Antalya milletvekili ve turizmci Sururi Çorabatır turizm konusunda yaptığı değerlemede Kültür ve Turizm Bakanlığına ayrılan bütçenin yeterli olmadığı söyleyip “ Turizm sektörünün meslek yasasının olmaması oldukça vahimdir. İşletmeleri kapatmaya zorlamadan çözüm getirilmeli” dedi . Çorabatır konaklama vergisinin bir kısmının da belediyelere aktarılması gerektiği vurguladı. Turizm sektörünün de siyaset üstü tutulması gerektiği de hatırlatıldı.
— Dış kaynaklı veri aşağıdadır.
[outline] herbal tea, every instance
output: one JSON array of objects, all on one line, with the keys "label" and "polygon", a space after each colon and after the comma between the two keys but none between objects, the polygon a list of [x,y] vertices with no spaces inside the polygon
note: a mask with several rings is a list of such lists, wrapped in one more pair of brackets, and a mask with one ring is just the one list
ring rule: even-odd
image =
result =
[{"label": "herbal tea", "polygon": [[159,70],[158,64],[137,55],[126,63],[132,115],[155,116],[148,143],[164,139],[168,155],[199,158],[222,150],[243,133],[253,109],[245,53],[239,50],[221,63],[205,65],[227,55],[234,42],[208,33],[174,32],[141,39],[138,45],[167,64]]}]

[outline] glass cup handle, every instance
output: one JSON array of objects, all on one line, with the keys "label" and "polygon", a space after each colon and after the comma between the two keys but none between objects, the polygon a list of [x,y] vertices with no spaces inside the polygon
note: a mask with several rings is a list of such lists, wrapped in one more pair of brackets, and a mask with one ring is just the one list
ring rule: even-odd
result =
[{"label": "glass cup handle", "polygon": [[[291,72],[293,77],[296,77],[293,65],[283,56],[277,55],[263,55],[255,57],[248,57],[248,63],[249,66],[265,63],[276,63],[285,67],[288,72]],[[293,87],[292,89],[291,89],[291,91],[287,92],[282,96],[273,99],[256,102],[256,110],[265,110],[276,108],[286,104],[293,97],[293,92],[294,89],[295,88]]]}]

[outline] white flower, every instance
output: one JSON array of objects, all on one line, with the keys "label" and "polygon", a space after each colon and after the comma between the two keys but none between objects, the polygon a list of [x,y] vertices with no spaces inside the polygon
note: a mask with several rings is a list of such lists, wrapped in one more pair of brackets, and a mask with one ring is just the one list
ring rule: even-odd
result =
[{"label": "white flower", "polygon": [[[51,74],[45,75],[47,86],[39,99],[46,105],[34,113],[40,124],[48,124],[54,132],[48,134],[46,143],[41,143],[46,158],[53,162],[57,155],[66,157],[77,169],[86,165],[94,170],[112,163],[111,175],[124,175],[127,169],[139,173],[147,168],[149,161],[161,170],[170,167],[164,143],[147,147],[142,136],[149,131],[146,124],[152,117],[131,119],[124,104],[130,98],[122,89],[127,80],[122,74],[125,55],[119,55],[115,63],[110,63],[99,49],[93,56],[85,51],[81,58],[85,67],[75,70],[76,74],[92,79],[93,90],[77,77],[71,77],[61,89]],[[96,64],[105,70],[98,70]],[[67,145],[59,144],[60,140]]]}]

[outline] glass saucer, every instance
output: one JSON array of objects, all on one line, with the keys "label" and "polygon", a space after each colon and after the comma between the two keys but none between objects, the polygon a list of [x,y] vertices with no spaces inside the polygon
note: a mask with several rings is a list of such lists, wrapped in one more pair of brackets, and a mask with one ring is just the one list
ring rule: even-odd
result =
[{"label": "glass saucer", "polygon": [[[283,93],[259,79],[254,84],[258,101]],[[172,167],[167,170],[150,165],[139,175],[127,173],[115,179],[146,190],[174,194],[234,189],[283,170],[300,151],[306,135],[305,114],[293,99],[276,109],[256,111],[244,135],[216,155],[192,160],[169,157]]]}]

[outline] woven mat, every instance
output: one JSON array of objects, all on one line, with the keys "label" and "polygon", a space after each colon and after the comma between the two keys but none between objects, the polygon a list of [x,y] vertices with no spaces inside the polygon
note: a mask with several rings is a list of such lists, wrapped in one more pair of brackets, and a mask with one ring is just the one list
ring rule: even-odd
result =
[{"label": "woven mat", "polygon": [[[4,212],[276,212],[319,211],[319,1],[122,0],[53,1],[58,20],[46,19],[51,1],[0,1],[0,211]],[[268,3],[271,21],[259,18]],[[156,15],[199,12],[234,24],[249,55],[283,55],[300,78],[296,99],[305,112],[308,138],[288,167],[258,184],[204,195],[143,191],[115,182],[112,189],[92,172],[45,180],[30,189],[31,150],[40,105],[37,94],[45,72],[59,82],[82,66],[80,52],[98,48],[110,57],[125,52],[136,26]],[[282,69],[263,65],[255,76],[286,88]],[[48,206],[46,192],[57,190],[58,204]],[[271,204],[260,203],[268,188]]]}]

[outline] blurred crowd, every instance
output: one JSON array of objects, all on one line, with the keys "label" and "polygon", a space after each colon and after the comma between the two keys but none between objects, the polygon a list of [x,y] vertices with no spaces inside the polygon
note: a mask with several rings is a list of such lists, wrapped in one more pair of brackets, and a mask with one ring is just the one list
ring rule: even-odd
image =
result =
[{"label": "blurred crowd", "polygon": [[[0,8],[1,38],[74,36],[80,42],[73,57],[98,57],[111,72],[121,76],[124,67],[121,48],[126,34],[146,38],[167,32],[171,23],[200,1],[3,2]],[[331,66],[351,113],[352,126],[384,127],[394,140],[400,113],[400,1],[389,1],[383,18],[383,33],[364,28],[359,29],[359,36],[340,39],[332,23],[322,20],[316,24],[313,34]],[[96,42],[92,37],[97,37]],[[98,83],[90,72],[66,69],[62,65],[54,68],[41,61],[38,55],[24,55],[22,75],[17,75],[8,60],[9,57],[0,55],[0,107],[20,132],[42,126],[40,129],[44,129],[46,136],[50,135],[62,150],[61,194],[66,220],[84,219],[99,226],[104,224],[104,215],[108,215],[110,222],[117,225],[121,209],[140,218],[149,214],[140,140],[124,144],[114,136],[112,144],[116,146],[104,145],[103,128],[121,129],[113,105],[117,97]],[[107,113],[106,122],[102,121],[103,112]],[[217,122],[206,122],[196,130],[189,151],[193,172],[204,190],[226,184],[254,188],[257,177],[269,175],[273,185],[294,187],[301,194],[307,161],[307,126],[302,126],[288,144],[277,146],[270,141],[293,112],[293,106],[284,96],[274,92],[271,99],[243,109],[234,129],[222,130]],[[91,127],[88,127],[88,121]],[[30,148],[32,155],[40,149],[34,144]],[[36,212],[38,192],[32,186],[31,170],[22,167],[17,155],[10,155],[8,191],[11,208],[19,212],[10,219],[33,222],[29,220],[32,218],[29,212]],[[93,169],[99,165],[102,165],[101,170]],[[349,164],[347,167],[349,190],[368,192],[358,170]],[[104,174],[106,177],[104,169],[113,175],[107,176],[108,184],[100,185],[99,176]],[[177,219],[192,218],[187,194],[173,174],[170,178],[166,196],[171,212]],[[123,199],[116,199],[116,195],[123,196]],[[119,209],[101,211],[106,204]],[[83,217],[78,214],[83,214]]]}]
Kültür ve Turizm Bakanlığının kendisinden beklenen hizmetler doğrultusunda yeterli bütçe almadığını ifade eden Çorabatır, “Ülkemiz için stratejik bir sektör olan döviz girdisi, cari açığa katkısı ve dünya ile en rahat edebildiğimiz turizm sektörünün Kültür ve Turizm Bakanlığının genel bütçe içerisinde aldığı payın Bakanlığın işlevi hem ekonomik hem de kültürel hayatımıza yerine getirilmesi beklenen icraatlara göre yeterli olmadığını düşünüyorum.” ifadelerini kullandı.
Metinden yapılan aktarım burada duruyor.